Bolsa Família ressurge como foco de intenso debate nacional
Conheça o funcionamento atual, os requisitos de elegibilidade e os impactos sociais do principal programa de transferência de renda
O programa que atende a cerca de 19,08 milhões de lares continua a ser a principal ferramenta do governo para garantir uma renda mínima a famílias em situação de pobreza e extrema pobreza.

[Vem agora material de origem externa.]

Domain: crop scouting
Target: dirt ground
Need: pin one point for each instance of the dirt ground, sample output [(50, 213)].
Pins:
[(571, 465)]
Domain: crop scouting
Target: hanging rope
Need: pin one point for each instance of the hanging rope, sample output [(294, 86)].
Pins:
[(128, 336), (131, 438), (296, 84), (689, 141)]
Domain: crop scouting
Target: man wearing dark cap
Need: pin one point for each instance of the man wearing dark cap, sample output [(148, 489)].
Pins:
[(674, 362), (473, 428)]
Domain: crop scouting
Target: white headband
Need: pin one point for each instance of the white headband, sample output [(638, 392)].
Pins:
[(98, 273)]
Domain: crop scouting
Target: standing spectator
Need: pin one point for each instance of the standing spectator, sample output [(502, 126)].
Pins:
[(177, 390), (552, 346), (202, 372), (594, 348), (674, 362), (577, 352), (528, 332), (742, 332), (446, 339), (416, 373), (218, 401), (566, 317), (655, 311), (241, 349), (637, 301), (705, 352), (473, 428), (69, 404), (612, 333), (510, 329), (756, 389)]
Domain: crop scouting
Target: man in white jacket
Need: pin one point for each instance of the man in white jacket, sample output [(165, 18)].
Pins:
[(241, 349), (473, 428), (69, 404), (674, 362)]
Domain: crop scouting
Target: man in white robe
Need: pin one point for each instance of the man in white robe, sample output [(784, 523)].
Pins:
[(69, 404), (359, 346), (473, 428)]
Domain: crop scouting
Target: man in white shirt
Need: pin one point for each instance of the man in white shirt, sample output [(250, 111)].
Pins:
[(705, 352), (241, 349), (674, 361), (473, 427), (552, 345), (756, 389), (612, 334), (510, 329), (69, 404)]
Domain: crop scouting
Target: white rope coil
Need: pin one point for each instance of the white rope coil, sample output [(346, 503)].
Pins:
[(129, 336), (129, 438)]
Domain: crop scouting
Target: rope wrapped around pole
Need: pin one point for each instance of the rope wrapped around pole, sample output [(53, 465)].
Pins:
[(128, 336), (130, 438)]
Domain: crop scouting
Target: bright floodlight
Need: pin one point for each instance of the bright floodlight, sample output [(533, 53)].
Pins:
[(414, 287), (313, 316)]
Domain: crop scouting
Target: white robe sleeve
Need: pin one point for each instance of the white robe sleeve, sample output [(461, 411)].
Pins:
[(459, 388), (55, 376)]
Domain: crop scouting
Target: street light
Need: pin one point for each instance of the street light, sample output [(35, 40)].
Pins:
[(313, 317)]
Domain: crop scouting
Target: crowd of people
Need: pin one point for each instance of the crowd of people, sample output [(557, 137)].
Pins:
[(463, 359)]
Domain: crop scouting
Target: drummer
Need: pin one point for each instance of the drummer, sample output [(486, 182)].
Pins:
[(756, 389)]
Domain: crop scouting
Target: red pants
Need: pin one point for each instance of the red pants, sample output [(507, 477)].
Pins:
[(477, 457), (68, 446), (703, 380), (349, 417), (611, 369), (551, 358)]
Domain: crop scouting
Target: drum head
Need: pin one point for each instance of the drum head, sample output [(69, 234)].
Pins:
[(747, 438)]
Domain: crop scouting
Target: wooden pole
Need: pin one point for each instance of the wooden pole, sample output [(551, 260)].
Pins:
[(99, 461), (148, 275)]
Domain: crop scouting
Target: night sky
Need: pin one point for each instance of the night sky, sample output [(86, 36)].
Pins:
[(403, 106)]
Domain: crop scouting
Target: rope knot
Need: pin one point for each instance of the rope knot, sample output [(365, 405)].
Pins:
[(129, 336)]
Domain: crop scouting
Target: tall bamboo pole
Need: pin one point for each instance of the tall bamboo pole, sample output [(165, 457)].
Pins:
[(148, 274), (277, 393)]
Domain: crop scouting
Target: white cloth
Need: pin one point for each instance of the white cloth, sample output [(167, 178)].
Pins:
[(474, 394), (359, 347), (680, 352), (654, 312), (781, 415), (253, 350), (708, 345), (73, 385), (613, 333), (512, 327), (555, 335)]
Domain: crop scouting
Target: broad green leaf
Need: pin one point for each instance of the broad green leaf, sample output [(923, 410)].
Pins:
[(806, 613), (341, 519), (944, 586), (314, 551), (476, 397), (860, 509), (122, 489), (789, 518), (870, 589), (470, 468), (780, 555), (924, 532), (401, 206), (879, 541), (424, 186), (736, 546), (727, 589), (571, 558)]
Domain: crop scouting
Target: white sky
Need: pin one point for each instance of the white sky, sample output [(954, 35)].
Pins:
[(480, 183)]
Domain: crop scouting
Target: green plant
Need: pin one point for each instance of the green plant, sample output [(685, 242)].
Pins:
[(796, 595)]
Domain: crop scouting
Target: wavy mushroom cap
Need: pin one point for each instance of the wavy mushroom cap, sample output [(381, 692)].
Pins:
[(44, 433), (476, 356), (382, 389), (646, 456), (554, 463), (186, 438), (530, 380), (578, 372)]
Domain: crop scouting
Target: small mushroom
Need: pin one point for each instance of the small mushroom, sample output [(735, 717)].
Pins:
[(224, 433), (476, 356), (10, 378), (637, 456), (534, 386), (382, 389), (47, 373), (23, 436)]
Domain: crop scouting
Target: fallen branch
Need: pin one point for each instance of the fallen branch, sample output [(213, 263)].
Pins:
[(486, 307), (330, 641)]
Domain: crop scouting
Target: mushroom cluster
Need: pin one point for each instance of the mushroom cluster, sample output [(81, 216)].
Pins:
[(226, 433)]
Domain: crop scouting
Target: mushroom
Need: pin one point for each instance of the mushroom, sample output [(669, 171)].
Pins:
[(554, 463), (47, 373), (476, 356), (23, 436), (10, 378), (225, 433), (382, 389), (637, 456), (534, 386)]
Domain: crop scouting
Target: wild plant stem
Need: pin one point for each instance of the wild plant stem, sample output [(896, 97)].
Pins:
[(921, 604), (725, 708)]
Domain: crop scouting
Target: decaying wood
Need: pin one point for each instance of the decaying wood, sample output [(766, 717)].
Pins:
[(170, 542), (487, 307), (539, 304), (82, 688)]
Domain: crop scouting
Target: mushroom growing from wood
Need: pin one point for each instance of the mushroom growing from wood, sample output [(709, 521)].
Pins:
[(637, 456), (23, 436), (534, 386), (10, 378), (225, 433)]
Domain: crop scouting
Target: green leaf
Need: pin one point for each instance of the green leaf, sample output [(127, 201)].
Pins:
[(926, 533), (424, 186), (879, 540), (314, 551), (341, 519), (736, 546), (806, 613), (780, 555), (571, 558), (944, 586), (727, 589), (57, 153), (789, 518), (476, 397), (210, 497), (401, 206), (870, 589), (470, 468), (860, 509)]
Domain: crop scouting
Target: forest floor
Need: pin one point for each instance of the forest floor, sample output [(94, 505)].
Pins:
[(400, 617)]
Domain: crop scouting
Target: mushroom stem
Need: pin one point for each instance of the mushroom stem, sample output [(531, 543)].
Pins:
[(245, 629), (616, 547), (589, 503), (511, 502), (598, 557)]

Para participar, é imprescindível estar cadastrado no Cadastro Único e manter as informações atualizadas a cada dois anos.
O critério de renda estabelece limite de até R$ 218 mensais por pessoa. Quando a renda de cada membro da família está dentro desse patamar, o conjunto familiar pode ser incluído no programa, desde que cumpra as condicionidades em saúde e educação.
Entre as exigências, destacam-se a realização de acompanhamento pré-natal para gestantes, o acompanhamento do calendário nacional de vacinação, o monitoramento do estado nutricional de crianças menores de sete anos, a frequência escolar mínima de 60% para crianças de 4 a 6 anos e de 75% para adolescentes de 6 a 18 anos incompletos.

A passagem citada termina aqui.